There’s the root of it all. The waiting. We’ve bought into the cultural myth that waiting is synonymous with doing nothing. Yet, in God’s economy, waiting is just the opposite. It’s everything. Waiting is taking the long-view and understanding He sees things we can’t. Waiting is trusting God is who He says He is, a faithful, loving, intimately personal King. Waiting is relinquishing control, faithfully abdicating our plans because we serve a God who has a better one in store. It’s in moving from a state of striving to a place of abiding we find the most freedom.

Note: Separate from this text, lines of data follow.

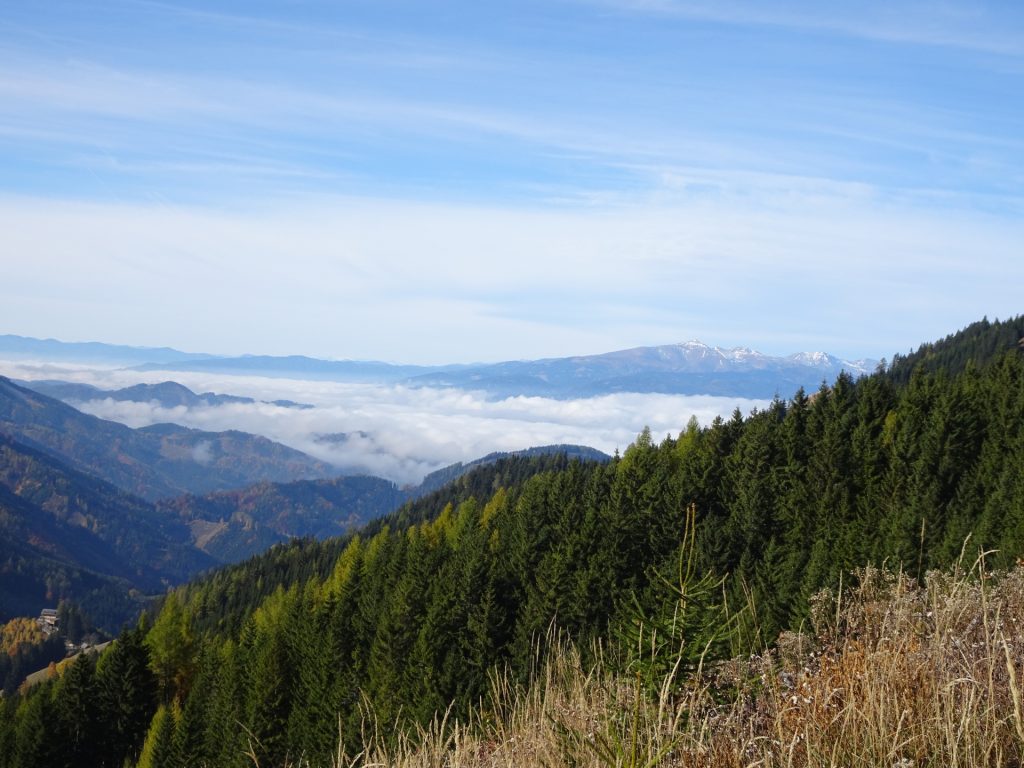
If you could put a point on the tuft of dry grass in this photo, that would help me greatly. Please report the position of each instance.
(891, 673)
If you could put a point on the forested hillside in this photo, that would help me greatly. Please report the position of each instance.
(409, 617)
(156, 462)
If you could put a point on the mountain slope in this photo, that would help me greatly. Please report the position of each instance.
(233, 524)
(64, 534)
(155, 462)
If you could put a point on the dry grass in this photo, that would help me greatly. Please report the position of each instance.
(893, 674)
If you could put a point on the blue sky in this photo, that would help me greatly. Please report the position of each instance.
(454, 181)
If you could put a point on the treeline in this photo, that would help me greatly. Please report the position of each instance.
(976, 344)
(410, 616)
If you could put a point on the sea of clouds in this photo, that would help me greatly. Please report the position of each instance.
(393, 431)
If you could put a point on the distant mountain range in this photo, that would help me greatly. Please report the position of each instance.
(166, 394)
(690, 368)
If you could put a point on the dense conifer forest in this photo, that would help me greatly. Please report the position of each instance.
(279, 656)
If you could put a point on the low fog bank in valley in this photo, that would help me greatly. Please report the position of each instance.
(397, 432)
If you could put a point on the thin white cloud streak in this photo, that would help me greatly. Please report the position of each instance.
(966, 26)
(398, 432)
(350, 279)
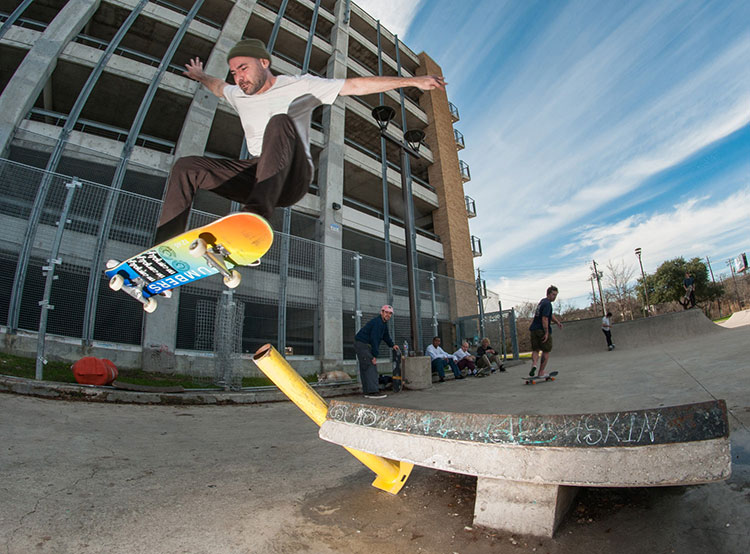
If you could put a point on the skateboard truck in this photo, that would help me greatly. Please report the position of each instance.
(215, 257)
(117, 282)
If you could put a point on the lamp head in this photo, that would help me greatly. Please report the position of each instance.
(414, 138)
(383, 115)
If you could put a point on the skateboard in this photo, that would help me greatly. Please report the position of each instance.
(234, 240)
(397, 380)
(528, 380)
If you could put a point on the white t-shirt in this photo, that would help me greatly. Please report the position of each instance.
(296, 96)
(435, 353)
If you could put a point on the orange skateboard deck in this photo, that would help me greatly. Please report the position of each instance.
(239, 239)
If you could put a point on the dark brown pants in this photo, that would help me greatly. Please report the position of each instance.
(279, 177)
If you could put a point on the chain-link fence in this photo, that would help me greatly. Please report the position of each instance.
(281, 300)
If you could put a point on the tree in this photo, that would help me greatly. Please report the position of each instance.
(666, 284)
(619, 291)
(525, 310)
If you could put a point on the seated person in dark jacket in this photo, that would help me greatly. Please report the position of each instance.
(440, 358)
(486, 356)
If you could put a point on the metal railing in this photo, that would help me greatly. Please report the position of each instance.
(471, 207)
(458, 136)
(440, 298)
(454, 112)
(465, 173)
(476, 246)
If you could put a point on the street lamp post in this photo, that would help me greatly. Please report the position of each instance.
(383, 115)
(643, 275)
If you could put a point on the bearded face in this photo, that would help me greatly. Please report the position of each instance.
(249, 73)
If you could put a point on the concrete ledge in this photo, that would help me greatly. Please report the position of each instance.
(528, 467)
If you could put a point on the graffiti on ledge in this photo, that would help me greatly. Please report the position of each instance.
(692, 422)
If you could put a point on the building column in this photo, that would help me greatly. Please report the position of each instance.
(450, 219)
(36, 68)
(331, 187)
(160, 328)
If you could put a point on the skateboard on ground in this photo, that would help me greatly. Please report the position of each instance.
(528, 380)
(397, 380)
(483, 372)
(235, 240)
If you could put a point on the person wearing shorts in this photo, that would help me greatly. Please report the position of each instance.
(541, 332)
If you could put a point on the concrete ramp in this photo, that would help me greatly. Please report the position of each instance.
(737, 319)
(585, 336)
(528, 467)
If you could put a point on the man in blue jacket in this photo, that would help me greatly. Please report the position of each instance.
(367, 346)
(541, 331)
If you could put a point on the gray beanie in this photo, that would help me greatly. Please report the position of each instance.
(251, 48)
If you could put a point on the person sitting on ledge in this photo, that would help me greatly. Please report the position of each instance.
(440, 358)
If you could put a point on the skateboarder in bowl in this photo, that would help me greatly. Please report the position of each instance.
(541, 332)
(275, 113)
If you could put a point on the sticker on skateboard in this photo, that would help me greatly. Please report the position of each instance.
(528, 380)
(239, 239)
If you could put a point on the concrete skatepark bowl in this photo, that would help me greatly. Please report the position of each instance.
(529, 465)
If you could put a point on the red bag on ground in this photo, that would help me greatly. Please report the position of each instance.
(94, 371)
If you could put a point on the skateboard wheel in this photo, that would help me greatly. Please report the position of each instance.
(233, 281)
(116, 282)
(150, 305)
(197, 247)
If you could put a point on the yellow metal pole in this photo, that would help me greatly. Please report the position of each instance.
(391, 474)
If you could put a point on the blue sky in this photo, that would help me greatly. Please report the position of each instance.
(593, 128)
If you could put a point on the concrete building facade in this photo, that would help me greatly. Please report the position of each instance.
(94, 88)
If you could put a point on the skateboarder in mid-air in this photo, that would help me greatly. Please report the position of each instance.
(275, 113)
(541, 332)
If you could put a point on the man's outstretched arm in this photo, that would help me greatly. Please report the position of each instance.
(359, 86)
(194, 70)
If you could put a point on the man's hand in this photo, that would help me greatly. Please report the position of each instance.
(194, 70)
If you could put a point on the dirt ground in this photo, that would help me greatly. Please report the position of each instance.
(433, 514)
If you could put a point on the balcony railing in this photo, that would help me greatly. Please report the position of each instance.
(476, 246)
(471, 207)
(454, 112)
(465, 173)
(460, 144)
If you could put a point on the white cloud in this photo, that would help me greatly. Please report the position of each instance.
(394, 15)
(689, 229)
(564, 179)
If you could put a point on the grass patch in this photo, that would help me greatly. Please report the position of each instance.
(61, 372)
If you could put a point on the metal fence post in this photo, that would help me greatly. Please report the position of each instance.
(283, 280)
(50, 277)
(434, 304)
(502, 330)
(357, 307)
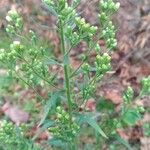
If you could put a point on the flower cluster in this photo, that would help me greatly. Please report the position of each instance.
(14, 22)
(85, 28)
(63, 129)
(16, 49)
(108, 30)
(102, 64)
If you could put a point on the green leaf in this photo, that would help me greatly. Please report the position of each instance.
(51, 10)
(92, 122)
(51, 61)
(57, 143)
(51, 103)
(122, 141)
(131, 116)
(46, 124)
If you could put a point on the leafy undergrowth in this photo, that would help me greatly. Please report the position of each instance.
(115, 114)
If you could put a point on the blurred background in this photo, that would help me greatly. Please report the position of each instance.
(130, 60)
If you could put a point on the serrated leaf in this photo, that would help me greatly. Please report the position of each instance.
(92, 122)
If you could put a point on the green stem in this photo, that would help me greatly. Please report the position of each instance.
(66, 72)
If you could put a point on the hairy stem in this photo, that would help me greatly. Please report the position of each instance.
(66, 72)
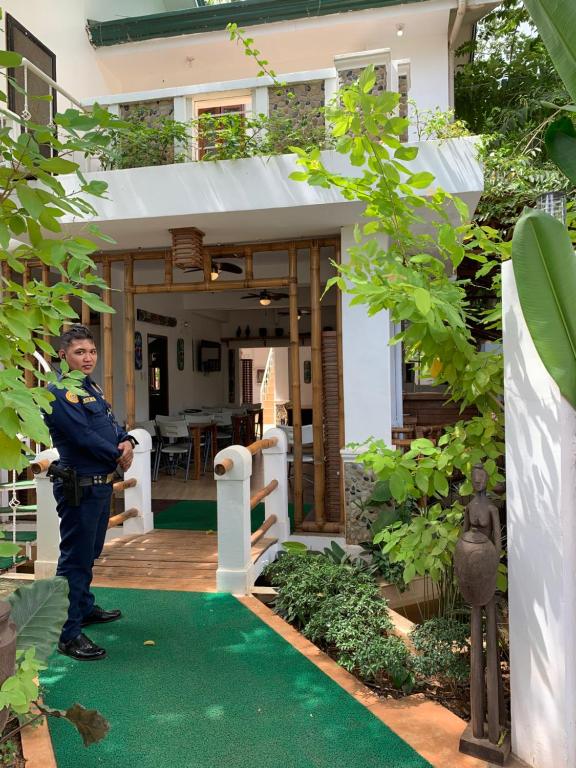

Personally, I’ve found too often I kneel before God and plead for Him to reveal what’s next. To give me even just a quick glance at the map. As each month seemingly passes more quickly than the last and graduation suddenly looms in the distance, I want to take off my seatbelt and charge the cockpit. But in the same way I wouldn’t know how to make sense of the gizmos and gadgets in a jumbo jet, I’d be lost in my attempt to interpret the Lord's plan for my life. I can't see what lies ahead but I serve a God who does. I’m beginning understand my Father is good all the time, like the captain of the jet, He operates with my best interest in mind. Yet I’ve fallen into the trap of loving Jesus for what He does instead of loving Him for who He is. I’m starting to seek Christ for Christ, waiting at the foot of the cross instead of seeking Him for His blessing or "the plan." Prayerfully listening for the vision to be unveiled in due time from my humble seat in coach. Learning not to focus so much on when I’ll get the signal to “go” but rather resting in the arms of my Creator and enjoying the ride of life. I used to think God was distant, up in the sky playing games but now I know I can trust in Immanuel, God with me, even in the midst of my waiting.